Okay, I had more trouble naming this post than I did writing it so bear with the title, because I think this is actually a pretty interesting problem. I went out for cigars with a few uber old school hackers from a huge company last night and we got to talking about databases. I’m not exactly sure what lead my brain down the path, but I suddenly realized there’s actually some fairly tricky issues around data deletion/retention that can lead to sensitive information disclosure. Here’s how it works. Let’s say you have three people, Alice, Bob and Cathy. Alice and Bob are both good users of a web site message board. Maybe they have special privileges, or maybe they are just communicating privately and Cathy wants that information.
In a secure database setup, if a user is deleted from a system no other user can take over their information after they are gone from the system. It’s not deleted (for data integrity/forensics, etc…) but it should be inaccessible to users. However, it turns out that not all database structures are made equal. Sometimes people use usernames as primary keys, or hashes of usernames, etc… instead of a non-reputable number. So let’s say Alice had her account deleted (intentionally or accidentally) there is an opportunity for Cathy to create a user account with the same name as Alice’s username and suddenly gain access to the same information that was supposed to be accessible only to Alice.

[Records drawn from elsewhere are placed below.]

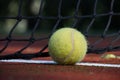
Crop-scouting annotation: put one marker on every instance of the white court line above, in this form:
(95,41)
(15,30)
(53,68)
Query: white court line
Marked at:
(52,62)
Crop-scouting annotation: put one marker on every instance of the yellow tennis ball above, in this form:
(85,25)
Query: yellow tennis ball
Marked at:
(67,46)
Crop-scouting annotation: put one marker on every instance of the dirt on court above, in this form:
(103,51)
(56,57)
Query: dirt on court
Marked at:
(23,71)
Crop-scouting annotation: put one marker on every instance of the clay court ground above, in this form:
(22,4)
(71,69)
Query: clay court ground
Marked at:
(51,71)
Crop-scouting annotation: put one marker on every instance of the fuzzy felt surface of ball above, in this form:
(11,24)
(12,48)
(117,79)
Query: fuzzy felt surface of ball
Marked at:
(67,46)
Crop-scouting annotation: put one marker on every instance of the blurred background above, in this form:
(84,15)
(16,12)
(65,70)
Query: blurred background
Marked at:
(30,8)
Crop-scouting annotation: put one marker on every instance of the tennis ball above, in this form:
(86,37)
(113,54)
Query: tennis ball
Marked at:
(67,46)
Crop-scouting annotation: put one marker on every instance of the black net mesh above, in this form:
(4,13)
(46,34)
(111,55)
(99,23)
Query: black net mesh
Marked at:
(31,22)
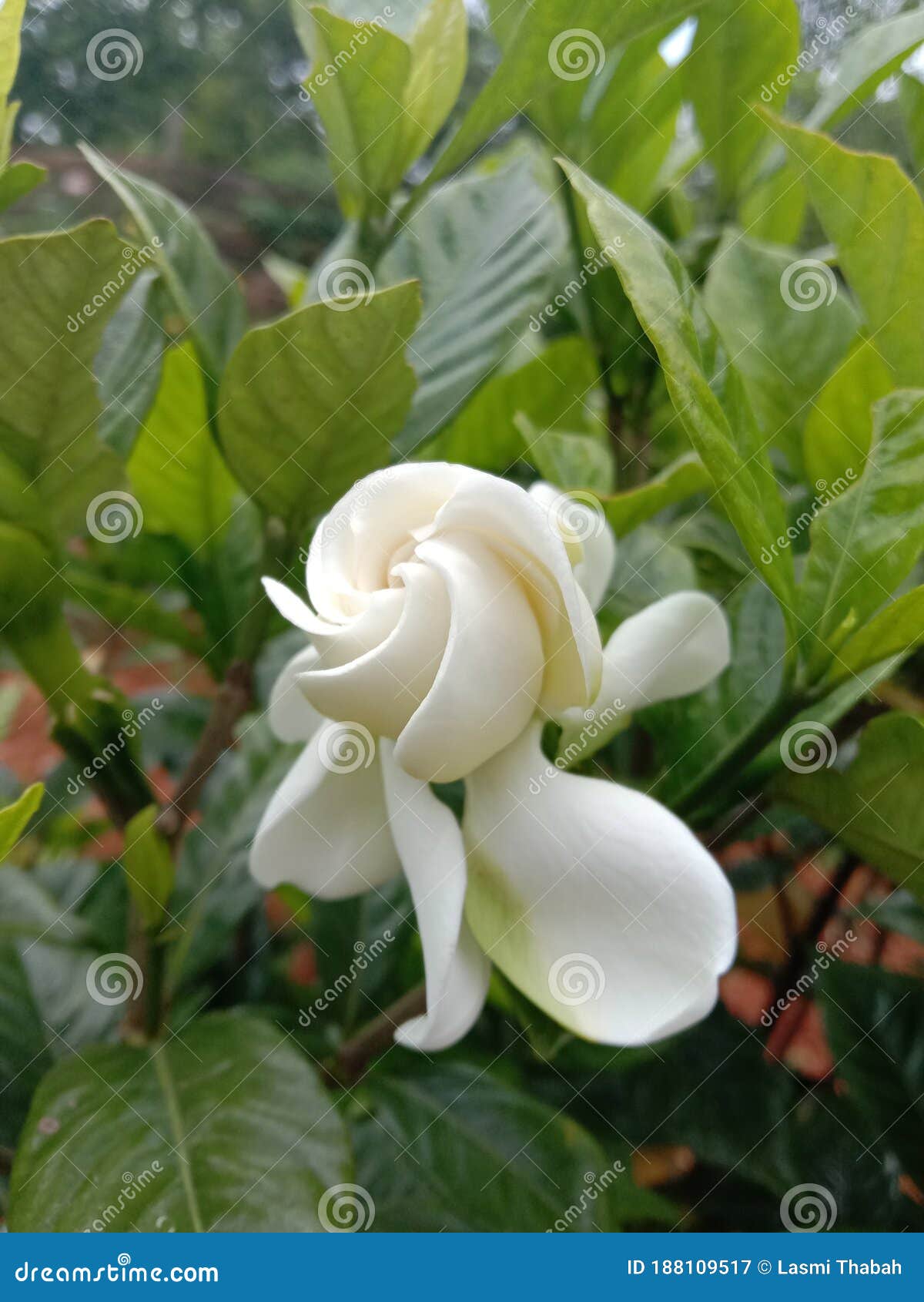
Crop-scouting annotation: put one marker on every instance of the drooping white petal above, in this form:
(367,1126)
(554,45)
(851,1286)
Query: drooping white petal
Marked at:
(384,686)
(491,673)
(326,830)
(673,647)
(595,900)
(430,843)
(290,715)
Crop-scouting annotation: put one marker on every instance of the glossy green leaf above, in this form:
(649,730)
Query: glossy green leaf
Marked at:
(490,252)
(16,817)
(873,1021)
(669,310)
(682,478)
(224,1126)
(784,345)
(56,294)
(176,471)
(865,541)
(206,297)
(839,422)
(873,215)
(557,390)
(733,58)
(314,401)
(873,806)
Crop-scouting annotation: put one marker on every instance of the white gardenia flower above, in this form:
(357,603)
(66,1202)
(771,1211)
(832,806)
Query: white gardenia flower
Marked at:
(450,619)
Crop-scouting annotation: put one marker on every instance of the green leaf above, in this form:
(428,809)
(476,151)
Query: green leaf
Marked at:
(735,55)
(16,817)
(867,205)
(873,1021)
(176,470)
(873,806)
(899,629)
(205,296)
(865,542)
(557,390)
(149,866)
(839,422)
(784,352)
(863,62)
(59,290)
(682,478)
(226,1126)
(667,306)
(314,401)
(450,1147)
(488,252)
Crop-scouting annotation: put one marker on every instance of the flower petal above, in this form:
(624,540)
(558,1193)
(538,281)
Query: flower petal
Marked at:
(595,900)
(290,715)
(491,675)
(673,647)
(430,843)
(326,830)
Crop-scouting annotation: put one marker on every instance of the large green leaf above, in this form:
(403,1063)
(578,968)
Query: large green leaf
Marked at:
(450,1147)
(873,806)
(873,215)
(226,1124)
(176,470)
(735,55)
(315,400)
(873,1022)
(207,298)
(784,352)
(865,541)
(56,294)
(488,252)
(721,432)
(557,390)
(839,422)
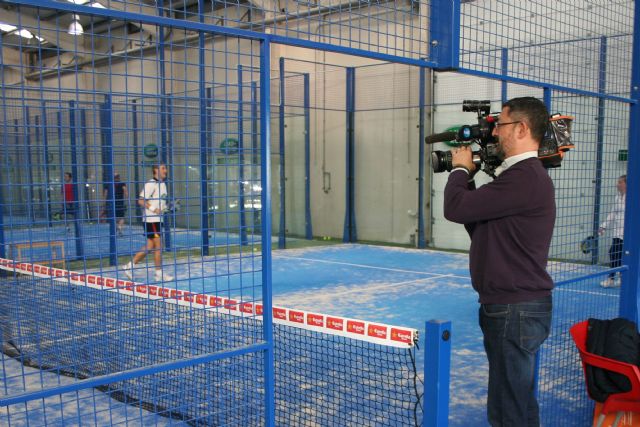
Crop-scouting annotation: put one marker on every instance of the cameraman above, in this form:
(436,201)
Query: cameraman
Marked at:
(510,222)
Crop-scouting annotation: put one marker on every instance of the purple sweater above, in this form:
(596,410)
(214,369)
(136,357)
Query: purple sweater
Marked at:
(510,221)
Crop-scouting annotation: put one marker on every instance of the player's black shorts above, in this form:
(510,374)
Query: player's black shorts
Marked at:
(153,229)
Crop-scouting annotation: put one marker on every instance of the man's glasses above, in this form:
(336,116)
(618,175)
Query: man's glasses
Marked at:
(498,124)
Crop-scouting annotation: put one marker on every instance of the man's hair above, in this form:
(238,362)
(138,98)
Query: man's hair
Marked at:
(155,167)
(533,112)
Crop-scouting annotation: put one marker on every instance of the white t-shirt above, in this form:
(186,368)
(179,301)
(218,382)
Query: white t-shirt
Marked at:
(155,194)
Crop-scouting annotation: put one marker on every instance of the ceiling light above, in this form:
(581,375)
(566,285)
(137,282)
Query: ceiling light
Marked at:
(75,28)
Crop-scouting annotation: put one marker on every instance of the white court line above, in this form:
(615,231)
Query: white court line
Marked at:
(363,286)
(371,266)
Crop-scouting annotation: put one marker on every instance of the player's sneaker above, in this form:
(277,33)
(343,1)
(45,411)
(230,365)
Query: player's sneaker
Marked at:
(163,277)
(128,270)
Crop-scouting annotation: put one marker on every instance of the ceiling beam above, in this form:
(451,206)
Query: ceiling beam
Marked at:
(51,33)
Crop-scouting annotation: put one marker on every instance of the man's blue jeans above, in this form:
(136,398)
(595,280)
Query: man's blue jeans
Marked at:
(513,334)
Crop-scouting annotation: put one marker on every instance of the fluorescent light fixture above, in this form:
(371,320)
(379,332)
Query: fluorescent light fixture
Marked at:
(7,28)
(75,28)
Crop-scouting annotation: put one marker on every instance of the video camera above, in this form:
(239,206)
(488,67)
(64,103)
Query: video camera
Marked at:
(556,141)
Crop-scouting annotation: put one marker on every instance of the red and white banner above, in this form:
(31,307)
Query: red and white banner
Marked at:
(374,332)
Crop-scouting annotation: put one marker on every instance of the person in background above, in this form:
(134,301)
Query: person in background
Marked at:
(510,221)
(615,221)
(121,196)
(69,207)
(153,198)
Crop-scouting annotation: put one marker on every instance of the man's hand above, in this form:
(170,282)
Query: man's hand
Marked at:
(462,157)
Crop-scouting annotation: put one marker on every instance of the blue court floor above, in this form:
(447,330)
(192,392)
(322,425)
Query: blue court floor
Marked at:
(407,287)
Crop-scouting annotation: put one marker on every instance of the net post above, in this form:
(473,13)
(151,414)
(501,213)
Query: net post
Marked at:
(437,372)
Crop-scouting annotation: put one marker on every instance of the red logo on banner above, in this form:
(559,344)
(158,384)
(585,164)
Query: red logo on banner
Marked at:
(401,335)
(296,316)
(377,331)
(315,320)
(335,323)
(355,327)
(280,313)
(215,301)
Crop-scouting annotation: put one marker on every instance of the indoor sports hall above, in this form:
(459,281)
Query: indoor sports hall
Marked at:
(305,274)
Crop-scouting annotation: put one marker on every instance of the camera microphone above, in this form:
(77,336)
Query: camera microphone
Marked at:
(440,137)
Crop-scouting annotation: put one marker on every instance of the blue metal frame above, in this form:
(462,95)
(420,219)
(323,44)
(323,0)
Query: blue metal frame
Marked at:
(265,132)
(78,216)
(422,242)
(308,229)
(444,33)
(47,178)
(504,86)
(283,224)
(602,68)
(107,173)
(27,146)
(437,369)
(629,303)
(241,198)
(204,143)
(350,231)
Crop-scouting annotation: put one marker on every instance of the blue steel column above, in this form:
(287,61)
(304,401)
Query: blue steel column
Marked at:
(307,161)
(602,79)
(255,213)
(136,160)
(505,71)
(437,373)
(241,210)
(349,234)
(167,157)
(631,253)
(77,217)
(204,100)
(107,174)
(29,166)
(283,223)
(47,178)
(422,243)
(265,148)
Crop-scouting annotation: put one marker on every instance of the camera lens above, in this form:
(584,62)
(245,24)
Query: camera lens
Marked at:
(441,161)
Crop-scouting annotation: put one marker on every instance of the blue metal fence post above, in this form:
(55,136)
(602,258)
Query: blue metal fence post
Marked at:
(204,100)
(167,158)
(437,372)
(350,234)
(77,212)
(255,146)
(308,228)
(504,68)
(283,224)
(265,143)
(445,33)
(241,198)
(422,243)
(29,166)
(136,160)
(631,253)
(45,154)
(602,80)
(107,173)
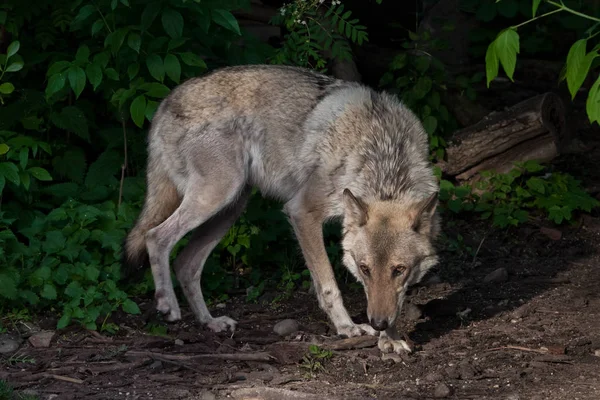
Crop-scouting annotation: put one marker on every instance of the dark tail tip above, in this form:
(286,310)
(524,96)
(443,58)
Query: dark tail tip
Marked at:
(133,266)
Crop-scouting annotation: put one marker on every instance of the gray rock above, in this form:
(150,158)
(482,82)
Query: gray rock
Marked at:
(8,344)
(208,396)
(433,377)
(413,312)
(496,276)
(41,339)
(286,327)
(441,391)
(452,373)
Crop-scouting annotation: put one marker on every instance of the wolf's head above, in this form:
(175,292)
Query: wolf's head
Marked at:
(388,247)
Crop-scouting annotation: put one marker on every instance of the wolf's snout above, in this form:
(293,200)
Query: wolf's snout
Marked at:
(379,324)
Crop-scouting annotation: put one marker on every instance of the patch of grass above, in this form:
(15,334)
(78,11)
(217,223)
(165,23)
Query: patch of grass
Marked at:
(313,362)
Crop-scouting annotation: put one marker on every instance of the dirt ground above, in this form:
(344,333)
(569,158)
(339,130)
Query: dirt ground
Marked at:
(530,333)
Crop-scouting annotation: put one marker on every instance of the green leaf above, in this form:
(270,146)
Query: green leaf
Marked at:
(83,53)
(593,102)
(150,109)
(175,43)
(226,20)
(137,110)
(172,67)
(8,287)
(55,242)
(92,273)
(40,174)
(14,67)
(430,124)
(55,83)
(74,290)
(422,87)
(578,65)
(192,60)
(23,157)
(149,15)
(507,48)
(130,307)
(536,184)
(155,89)
(102,170)
(64,321)
(133,70)
(508,8)
(10,171)
(115,39)
(172,23)
(76,80)
(94,74)
(57,67)
(97,26)
(48,291)
(134,40)
(534,7)
(111,73)
(6,88)
(73,120)
(156,67)
(13,48)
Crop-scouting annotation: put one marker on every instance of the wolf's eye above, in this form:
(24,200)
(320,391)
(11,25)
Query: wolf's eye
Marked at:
(364,269)
(398,270)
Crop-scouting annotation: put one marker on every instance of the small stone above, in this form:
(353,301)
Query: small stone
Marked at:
(208,396)
(286,327)
(433,377)
(496,276)
(551,233)
(391,357)
(452,373)
(434,280)
(41,339)
(413,312)
(8,345)
(441,391)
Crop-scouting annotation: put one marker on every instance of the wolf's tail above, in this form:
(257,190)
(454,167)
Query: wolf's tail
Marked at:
(160,202)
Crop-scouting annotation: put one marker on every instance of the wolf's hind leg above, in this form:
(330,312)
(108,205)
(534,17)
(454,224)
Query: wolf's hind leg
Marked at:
(202,199)
(309,232)
(190,262)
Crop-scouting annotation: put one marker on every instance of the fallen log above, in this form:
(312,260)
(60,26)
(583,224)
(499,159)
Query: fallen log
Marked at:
(534,129)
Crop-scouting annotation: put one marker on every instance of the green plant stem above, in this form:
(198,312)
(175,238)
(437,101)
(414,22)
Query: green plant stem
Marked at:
(538,17)
(570,10)
(102,16)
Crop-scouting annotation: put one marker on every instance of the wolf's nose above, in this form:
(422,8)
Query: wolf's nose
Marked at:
(379,324)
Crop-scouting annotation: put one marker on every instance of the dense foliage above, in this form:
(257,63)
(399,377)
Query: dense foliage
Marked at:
(79,83)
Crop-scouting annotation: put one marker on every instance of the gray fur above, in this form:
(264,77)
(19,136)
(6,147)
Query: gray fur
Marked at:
(326,148)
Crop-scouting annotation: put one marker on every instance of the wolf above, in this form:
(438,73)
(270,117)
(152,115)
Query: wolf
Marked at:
(326,148)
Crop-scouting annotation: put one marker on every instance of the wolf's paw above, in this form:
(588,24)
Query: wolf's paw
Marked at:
(357,330)
(167,304)
(221,324)
(389,345)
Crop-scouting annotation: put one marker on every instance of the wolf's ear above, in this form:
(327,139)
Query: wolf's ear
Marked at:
(423,218)
(355,210)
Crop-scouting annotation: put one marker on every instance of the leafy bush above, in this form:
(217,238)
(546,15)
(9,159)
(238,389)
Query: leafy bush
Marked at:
(504,49)
(510,199)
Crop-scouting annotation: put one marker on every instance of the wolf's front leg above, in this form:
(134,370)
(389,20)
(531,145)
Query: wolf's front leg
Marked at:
(309,232)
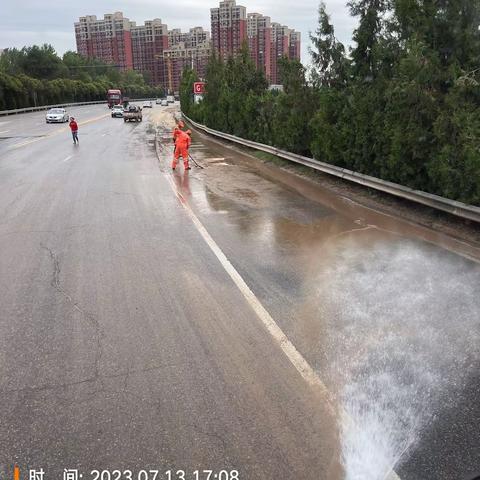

Let’s take this further and bring back an old favorite and normally not all that interesting attack - DoS by CSRF - that is forcing a user to click on a “delete my account” link. Typically DoS isn’t all that interesting to me, but here’s where you can actually use it to take over the account. This all relies on knowing the username of the person you are attempting to compromise. So let’s say Cathy creates an account on the message board. On a forum she places an image link to http://www.evil.com/x.php?.jpg which looks at the referring URL before making the decision on whether to show a benign image, or redirect the user’s browser via 301 or 302 redirect to the delete user function (eg: http://www.good.com/deluser.php). If the referring URL contains the username “Alice” the Alice user’s browser automatically is redirected and the account is deleted.
At this point Alice is probably almost immediately aware that her account has been deleted, so it is time critical that Cathy immediately registers with the same name “Alice”. Assuming the database uses the registered user as the primary key (or some derivation of the user name) it is possible for Cathy to now assume control over Alice’s account. Now she can read Alice’s private communication with Bob, or if Alice had some administrative controls, it might be possible for her to do other nefarious things, like promote other user’s access, etc…
There is an alternative to trying to detect Alice’s name in a referring URL. One example is if images can be sent within private messages or other out of band communications, assuming Alice is already logged in it will have the same net effect of targeting the individual user. It’s also fairly easy to detect this in a blackbox situation simply by creating an account, using all the functions, deleting it and re-creating the same name to see if any data was retained during the creation of the account. The point being, it’s bad form to use a username as a primary key unless it’s forever off limits for future users attempting to re-assume that username. Kind of an esoteric problem, but as I talked with the gurus, at least one of them had actually seen this happen in his own penetration tests against some very large well known companies. So there you have it, it’s not even just a theoretical attack. Yet another thing to look out for and at least one good reason to protect account deletion functions from CSRF.